Yalım'ın tüm salonu şaşırtacak açılış dansı olarak adlandırdıkları şeye dahil olmasının ardından, ara sıcak ve yemek servisi başladığında hepimiz tekrar oturmuştuk. Halit bey; bizim oturduğumuz masanın tam yanında, diğer üst ve orta düzey yöneticilerle birlikte devam etmişti geceye. Neyse ki korktuğum başımıza gelmemişti ve gece boyunca bizim masamıza gelmemişti.

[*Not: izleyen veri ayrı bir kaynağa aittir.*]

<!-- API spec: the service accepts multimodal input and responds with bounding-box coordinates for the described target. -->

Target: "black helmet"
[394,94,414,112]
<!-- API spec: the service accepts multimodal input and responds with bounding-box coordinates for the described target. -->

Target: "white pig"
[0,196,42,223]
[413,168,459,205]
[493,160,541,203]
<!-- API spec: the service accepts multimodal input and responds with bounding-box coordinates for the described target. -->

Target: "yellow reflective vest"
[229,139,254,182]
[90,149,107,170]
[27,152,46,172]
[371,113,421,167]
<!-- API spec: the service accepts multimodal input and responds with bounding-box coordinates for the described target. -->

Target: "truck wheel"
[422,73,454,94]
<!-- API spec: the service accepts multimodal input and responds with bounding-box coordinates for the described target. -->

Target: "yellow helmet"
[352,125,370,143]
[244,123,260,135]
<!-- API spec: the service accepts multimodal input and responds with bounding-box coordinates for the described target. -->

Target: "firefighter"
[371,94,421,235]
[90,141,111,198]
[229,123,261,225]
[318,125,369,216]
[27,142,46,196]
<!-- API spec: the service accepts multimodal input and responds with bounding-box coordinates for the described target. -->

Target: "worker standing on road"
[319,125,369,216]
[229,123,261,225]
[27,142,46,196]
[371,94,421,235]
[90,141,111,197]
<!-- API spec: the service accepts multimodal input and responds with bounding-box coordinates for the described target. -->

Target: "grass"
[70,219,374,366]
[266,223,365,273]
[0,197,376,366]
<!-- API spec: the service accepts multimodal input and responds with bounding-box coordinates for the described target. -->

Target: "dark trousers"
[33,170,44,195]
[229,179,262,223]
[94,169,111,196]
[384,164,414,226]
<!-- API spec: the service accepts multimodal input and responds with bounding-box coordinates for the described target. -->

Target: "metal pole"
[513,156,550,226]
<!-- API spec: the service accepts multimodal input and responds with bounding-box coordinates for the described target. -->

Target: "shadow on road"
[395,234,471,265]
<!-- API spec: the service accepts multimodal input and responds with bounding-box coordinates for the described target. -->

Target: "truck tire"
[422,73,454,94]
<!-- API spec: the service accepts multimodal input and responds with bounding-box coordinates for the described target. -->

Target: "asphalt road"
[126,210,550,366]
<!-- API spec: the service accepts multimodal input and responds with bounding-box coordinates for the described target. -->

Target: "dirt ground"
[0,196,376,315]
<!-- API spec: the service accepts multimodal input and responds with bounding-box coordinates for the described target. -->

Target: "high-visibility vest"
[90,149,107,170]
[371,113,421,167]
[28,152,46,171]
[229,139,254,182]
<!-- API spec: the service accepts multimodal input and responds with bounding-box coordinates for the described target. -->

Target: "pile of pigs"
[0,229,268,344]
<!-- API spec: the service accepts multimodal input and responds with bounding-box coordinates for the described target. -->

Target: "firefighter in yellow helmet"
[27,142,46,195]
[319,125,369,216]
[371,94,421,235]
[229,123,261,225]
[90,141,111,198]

Hadi Efe ve beni geçmiştim ama ne Çiğdem teyzeyle, ne Pırıl ablayla ne de öz oğluyla tek kelime etmemesi; bir selam bile vermemesi eminim ki dikkat çekmişti. Ama Yalım'ın zarar göreceği bir hamlede bulunmadığı için açıkçası o adam hakkında yapılacak dedikodular umurumda değildi.

Yalım ise, babasının oturduğu tarafa bakmamak, onun gelmesine bile şaşıran ve gecenin devamında ilk şaşkınlığını atıp Çiğdem teyzenin de üstün konu açma çabalarıyla muhabbete dahil olan dedesine ters düşecek bir hareket yapmamak için epey bir çaba sarf etmişti.

İlk dans için kalkmış olsak bile gecenin devamında masadan hiç kalkmamıştık. Yalım'ın hiç iştahı yoktu, önündeki tabağa dokunmamıştı. Ben de, ayıp olmasın diye birkaç çatal alıp bırakmıştım. Ve gecenin tamamında, masanın altından tuttuğu ve bırakmak için en ufak bir girişimde bile bulunmadığı elimi ondan çekmemiştim. Mecburi olmadıkça konuşmamış, dikkatimi ondan bir an olsun ayırmamıştım.

En sonunda ise, Yalım'ın bu gergin ve samimiyetten kilometrelerce uzak gecenin sonunu beklemeye tahammülü kalmamıştı. Kutlama pastasının kesim merasiminden sonra oluşan küçük hengamede sadece Çiğdem teyzeye veda edebilmiş ve salondan apar topar ayrılmıştık. Bense; otelini girişinde valenin arabayı getirmesini beklediğimiz sırada aynen Yalım'ın dans ettiğimiz esnada söylediği şeyi yapmış ve Eliz'e, gece Yalım'la birlikte kalacağıma dair mesaj atarak durumdan haberdar olmasını sağlamıştım.